Configuration used: Path: .coderabbit.yaml

Review profile: CHILL

Plan: Pro

📥 Commits

Reviewing files that changed from the base of the PR and between fdeec01 and 5b5d228.

📒 Files selected for processing (3)

• packages/ui/src/components/footer-badges.tsx
• packages/ui/src/components/footer.tsx
• packages/ui/src/lib/is-absolute-url.ts

🚧 Files skipped from review as they are similar to previous changes (1)

• packages/ui/src/lib/is-absolute-url.ts

[coderabbitai]

Actionable comments posted: 1

♻️ Duplicate comments (2)

packages/ui/src/components/footer.tsx (2)

166-190: ⚠️ Potential issue | 🟠 Major

Fix target="__blank" typo on trust badge links.
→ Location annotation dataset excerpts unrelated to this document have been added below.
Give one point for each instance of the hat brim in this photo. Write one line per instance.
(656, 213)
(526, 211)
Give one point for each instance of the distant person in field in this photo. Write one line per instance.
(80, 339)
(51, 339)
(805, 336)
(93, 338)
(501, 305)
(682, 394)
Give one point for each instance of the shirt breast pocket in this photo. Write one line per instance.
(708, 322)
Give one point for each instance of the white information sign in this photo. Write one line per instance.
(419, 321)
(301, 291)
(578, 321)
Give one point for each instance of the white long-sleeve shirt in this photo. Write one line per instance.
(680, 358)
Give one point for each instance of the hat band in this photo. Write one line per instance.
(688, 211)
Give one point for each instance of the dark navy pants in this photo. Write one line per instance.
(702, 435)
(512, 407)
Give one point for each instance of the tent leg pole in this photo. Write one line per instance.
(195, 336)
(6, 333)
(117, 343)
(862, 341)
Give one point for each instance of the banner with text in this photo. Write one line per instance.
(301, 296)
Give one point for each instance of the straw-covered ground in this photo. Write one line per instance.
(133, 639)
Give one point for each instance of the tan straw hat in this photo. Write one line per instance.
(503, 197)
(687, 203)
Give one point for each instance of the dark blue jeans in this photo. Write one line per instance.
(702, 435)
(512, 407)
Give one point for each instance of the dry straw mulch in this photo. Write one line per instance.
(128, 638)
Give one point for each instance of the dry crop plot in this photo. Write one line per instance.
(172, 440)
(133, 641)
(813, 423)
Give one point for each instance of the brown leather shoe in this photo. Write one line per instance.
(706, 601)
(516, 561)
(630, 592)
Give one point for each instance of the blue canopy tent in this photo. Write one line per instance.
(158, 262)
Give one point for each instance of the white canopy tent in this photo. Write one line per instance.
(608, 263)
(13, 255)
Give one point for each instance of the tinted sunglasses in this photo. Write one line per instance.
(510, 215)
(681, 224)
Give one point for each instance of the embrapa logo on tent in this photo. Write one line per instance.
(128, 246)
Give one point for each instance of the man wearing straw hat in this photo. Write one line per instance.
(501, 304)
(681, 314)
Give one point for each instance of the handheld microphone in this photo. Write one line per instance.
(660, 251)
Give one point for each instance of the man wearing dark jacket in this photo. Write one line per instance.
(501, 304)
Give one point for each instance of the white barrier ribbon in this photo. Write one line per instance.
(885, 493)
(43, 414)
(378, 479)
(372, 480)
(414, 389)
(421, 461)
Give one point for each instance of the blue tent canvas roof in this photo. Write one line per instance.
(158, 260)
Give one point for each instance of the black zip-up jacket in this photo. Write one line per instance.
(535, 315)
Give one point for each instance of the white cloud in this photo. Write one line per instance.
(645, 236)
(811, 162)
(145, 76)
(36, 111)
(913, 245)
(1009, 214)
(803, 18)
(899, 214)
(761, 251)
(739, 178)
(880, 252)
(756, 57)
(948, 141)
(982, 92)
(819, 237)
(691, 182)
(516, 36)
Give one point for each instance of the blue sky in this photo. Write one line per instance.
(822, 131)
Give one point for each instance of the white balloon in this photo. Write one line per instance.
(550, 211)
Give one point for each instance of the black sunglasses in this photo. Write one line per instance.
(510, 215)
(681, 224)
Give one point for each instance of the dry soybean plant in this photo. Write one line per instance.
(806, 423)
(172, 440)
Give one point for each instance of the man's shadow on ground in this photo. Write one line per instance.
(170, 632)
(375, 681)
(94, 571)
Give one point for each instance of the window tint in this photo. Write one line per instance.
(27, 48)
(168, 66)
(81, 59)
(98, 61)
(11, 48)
Lines 166, 174, 182, and 190 still use __blank (double underscore), which opens a named window instead of the reserved new-tab target.

🔧 Proposed fix

-                target="__blank"
+                target="_blank"
...
-                target="__blank"
+                target="_blank"
...
-                target="__blank"
+                target="_blank"
...
-                target="__blank"
+                target="_blank"

🤖 Prompt for AI Agents

Verify each finding against the current code and only fix it if needed.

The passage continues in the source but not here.